Would it be possible to include one or more indicators of this type? It would probably be best if the indicators could be tied to age ranges i.e. Deaths per Thousand for Ages 20 to 40.
You still have one of the best sites on the net,
Humbaba3000BC
Dear Humbaba3000BC
thanks for your suggestion (and for liking our site). Childhood mortality (for which we already have two indicators) is among the more important and sensitive measures of a country’s health, but I agree that some indicator(s) for adult mortality could be interesting to add. As you say, it could be relevant for instance for visualizing wartime mortality and epidemics, like AIDS and also the flu of 1918 which had a high mortality among adults worldwide. (Very few countries have year-to-year data on mortality back in 1918 however.) The UN has estimated global child mortality back to 1950, but puts less focus on adult mortality and the dataset I found only has this from 1990 and later ( http://data.un.org/Data.aspx?q=adult+mortality&d=WHO&f=inID%3aMBD16 ). The Human Mortality Database http://www.mortality.org has earlier data but only for countries with civil registration. Do you have any suggestion of additional datasets for mortality?
/Klara
Klara,
Thank you for your response. Unfortunately, I do not know of any other databases which might provide information on death rates. I looked at the human mortality database and found that it had a lot of the information. Unfortunately, the data was not in a Gapminder-friendly form.

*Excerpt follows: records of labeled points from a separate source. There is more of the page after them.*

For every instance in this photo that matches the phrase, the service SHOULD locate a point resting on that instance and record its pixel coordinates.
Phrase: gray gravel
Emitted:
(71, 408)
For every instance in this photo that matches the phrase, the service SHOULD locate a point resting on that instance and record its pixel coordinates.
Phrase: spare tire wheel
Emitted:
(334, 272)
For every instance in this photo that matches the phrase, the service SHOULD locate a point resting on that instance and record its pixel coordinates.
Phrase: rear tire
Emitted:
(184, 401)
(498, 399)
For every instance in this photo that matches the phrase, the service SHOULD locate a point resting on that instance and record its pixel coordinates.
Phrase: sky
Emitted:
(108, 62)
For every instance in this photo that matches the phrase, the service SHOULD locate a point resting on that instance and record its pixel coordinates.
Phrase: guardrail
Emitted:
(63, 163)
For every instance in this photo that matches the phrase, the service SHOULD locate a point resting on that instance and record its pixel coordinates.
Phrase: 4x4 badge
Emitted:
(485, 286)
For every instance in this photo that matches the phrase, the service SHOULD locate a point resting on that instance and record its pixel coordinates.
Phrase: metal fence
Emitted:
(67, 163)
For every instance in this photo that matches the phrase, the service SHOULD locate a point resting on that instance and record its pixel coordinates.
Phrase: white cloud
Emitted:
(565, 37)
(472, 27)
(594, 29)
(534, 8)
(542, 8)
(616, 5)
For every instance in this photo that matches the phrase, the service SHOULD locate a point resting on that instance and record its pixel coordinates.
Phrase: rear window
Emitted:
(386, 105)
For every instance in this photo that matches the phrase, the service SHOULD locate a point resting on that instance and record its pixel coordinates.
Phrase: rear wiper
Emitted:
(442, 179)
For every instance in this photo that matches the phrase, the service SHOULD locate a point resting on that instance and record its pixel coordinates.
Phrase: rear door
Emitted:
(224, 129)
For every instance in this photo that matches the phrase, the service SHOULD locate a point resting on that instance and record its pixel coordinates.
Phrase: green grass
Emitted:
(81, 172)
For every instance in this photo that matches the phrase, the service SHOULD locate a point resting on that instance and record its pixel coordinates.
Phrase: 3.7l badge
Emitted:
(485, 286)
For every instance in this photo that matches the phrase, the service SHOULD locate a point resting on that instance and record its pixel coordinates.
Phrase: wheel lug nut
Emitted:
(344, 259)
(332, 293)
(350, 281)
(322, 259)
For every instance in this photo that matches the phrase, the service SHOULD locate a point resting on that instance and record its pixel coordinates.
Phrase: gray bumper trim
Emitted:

If I run across a website that has the necessary information I will let you know.
Humbaba3000BC
Index of indicators?
I really appreciate all the new indicators that have been added to GapMinder. Unfortunately, I am now having trouble remembering where each indicator is located. Is there an index of the hierarchy of indicators?
Thank you for your help,
Humbaba3000BC
Humbaba3000BC,
This is indeed an important feature that we must find a better way of solving as we add more and more indicators. For now, the best, but clearly very imperfect way, is to go to the page “indicators in gapminder world” (you find it in the right side on the top of this page):
http://www.gapminder.org/world/blog/?page_id=5
There you can find a link called “download indicator list to excel”. If you download that list you get the present list of indicators we have, and the headings of each indicator (in the columns “menue level 1″ and menue level 2″.
Once you have the list you can use the search functions in excel to find the indicators you want, and see under what headings in the graph you find them.
Hopefully we come up with some better way of searching for indicators in the not too distant future.